Christianity Today recently ran an article titled, “Jesus Was the God-Man, Not the God-Superman.” The authors apparently felt the need to correct what they perceived was an incorrect perspective of Christ by suggesting an exceptionally vapid theological explanation for Christ’s prayer in the garden of Gethsemane.
Regarding the incarnation they wrote, “What Jesus brought with him into our world was his godness, which included a deep trust and faith in his Father; part of what he received from us in his humanness was our ability to doubt—and doubt he did.”
That statement is a biblically ignorant thing to say. The birth of Jesus was when God Himself in the person of His Son entered human history, not his godness, not some likeness of God, but God Himself. In the incarnation Jesus was God with us. Mary conceived Jesus by the Holy Spirit meaning Jesus had nothing He received from us.
The incarnation is further explained in Paul’s letter to the Philippians, he writes, “Have this attitude in yourselves which was also in Christ Jesus, who, although He existed in the form of God, did not regard equality with God a thing to be grasped, but emptied Himself, taking the form of a bond-servant, and being made in the likeness of men,” Philippians 2:5-7.
Jesus feared something He did not know till the day of His death, that every man, woman, boy and girl, learn experientially from the day of their birth.
Jesus emptied Himself of His divine attributes to become like us, and as the second Adam succeeded in overcoming the temptation to sin without any divine aid or supernatural power; Jesus faced the temptation to sin in the same way the first Adam did without any supernatural aid. Jesus succeeded where Adam failed. Paul’s words are enough to disabuse any believer of the idea that Jesus was some kind of Superman.
Jesus knew what awaited Him in Jerusalem during that last Passover. He repeatedly told “His disciples that He must go to Jerusalem, and suffer many things from the elders and chief priests and scribes, and be killed, and be raised up on the third day,” Matthew 16:21. Jesus knew what awaited Him.
Jesus’ prayer in the garden of Gethsemane to His Father to let “this cup pass from Me,” was not born of doubt about what would transpire on the morrow, it was born out of fear. It was not a fear of crucifixion or death; Jesus’ humanity feared what His divinity knew would come to pass.

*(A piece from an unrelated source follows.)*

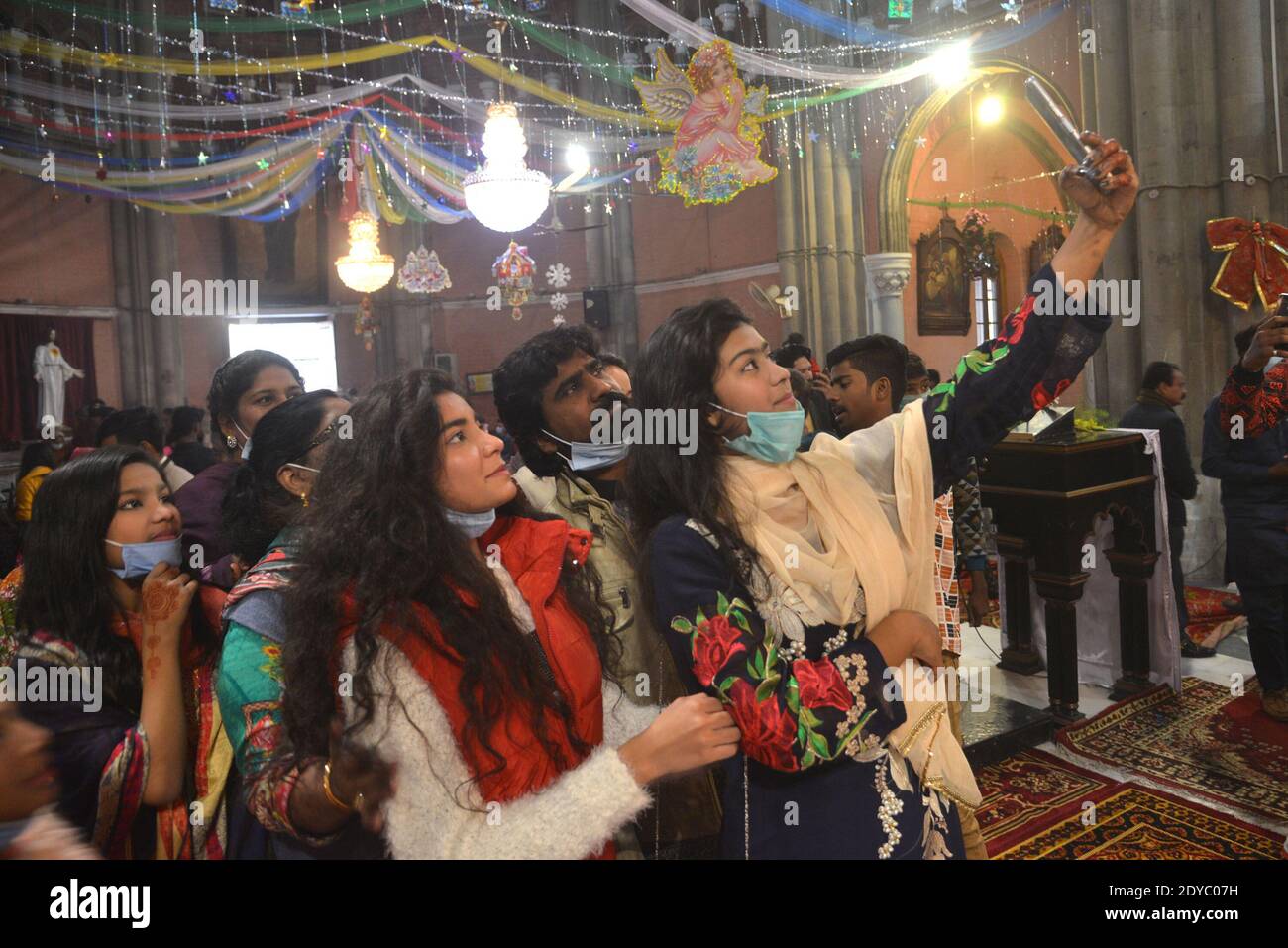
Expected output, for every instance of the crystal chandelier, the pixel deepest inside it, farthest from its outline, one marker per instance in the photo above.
(365, 268)
(505, 194)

Jesus feared something He did not know till the day of His death, that every man, woman, boy and girl, learn experientially from the day of their birth; throughout eternity Jesus had never known what it was like to be separated from intimate fellowship with His Father.
The next day on the cross, as Jesus bore our sins the time came when the Father, abandoned His Son, and Jesus cried out, “My God, My God, why have You forsaken Me?”
Jesus never doubted what would happen; His humanity feared it, but His divinity compelled Him to endure it for us.